Church Numerals
Volume Number: 7
Issue Number: 6
Column Tag: Lisp Listener
Going Back to Church 
By André van Meulebrouck, Chatsworth, CA
“Scheme is a very clear language and its tutors follow a zen philosophy.
Anything unessential or controversial (i.e. not so well understood) is thrown away. The
latest Scheme report is an admirable document and as semantical analysis progresses,
slicing molecules then atoms and after that quarks I dare say that the revised∞ report
on Scheme will converge to l-calculus.” Christian Queinnec [Queinnec, 1990].
This article will attempt to prompt interesting insights into recursive
functions, and evaluation strategies via looking at an alternate numeric system
(Church numerals). It also touches on various concepts such as object oriented
programming, dynamic scoping, and lazy streams.

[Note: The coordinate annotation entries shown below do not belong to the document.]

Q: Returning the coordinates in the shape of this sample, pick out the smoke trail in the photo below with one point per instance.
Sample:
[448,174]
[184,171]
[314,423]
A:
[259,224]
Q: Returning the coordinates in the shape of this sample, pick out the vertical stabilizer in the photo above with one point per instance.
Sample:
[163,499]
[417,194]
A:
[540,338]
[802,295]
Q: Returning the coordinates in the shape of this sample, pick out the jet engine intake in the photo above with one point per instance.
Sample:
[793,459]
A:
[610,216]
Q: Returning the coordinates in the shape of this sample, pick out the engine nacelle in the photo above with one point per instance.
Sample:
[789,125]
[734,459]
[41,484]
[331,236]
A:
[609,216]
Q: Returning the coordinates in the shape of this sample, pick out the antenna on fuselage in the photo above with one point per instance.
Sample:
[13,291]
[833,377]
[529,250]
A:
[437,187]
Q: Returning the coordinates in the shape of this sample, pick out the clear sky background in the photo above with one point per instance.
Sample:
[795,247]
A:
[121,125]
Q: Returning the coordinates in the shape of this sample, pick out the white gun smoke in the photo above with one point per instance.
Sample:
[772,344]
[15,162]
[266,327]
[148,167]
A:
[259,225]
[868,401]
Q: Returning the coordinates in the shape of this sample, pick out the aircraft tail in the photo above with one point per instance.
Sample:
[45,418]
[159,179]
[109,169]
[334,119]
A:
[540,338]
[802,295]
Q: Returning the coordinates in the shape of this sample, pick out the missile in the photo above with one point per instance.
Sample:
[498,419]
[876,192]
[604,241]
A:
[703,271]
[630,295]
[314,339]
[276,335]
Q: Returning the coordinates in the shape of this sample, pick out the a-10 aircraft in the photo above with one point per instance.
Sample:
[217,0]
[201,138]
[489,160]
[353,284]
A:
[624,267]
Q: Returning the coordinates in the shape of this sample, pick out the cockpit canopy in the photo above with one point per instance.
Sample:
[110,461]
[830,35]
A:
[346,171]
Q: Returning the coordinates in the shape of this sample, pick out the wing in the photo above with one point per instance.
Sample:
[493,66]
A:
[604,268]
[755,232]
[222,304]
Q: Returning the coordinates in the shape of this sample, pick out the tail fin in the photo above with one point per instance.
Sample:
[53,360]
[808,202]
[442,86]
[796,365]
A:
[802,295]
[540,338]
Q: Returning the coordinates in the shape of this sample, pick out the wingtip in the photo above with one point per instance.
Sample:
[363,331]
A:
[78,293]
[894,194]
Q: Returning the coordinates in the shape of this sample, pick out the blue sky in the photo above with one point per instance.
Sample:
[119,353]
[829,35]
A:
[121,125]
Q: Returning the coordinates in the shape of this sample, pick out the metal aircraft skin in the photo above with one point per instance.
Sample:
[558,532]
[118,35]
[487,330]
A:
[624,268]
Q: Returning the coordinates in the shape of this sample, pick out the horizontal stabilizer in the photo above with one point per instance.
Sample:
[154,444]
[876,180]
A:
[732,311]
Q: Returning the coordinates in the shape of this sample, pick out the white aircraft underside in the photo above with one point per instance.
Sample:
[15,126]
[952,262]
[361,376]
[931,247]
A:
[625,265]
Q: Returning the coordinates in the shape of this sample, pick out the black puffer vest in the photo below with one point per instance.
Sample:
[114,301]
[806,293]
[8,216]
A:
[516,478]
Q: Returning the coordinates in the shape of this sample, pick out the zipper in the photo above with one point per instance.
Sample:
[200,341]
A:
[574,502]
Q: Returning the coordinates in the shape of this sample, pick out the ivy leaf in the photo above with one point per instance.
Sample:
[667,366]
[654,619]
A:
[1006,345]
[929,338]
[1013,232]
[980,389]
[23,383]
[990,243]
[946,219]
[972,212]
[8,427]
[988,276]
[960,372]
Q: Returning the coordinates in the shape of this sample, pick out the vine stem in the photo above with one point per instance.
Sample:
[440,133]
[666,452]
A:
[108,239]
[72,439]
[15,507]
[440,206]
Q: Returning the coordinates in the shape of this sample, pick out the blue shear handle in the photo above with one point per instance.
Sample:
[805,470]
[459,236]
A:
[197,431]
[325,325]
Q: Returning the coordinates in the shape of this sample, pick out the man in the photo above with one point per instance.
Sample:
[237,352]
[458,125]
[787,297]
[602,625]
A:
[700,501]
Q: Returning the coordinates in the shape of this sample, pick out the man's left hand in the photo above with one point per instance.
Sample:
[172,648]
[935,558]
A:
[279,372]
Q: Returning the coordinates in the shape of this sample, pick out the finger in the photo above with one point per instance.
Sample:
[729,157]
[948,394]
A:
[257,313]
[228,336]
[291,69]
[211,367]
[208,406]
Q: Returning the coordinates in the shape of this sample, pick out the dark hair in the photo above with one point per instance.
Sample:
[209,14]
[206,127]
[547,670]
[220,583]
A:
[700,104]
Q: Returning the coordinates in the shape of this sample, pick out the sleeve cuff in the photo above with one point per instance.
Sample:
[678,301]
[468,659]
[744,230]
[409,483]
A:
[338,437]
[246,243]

(Sneak preview: imagine a numeric system wherein the operations; addition,
subtraction, multiplication, and exponentiation all take roughly the same amount of
time to compute regardless of the size of the numeric arguments! Church numerals
accomplish this by returning functions that “promise” to do the computation later, yet
these “promises” are still bona fide Church numerals that can be used in further
computations. There are of course trade-offs from such “laziness”. For instance,
when Church numerals are converted to regular numbers, computations that weren’t
done previously must be completed. Tools are provided for the reader to explore these
trade-offs.)
A Hope for the Future?!?
Perhaps you might think of Alonzo Church’s l-calculus (and numerals) as
impractical mental gymnastics, but consider: many times in the past, seemingly
impractical theories became the underpinnings of future technologies (for instance:
Boolean Algebra).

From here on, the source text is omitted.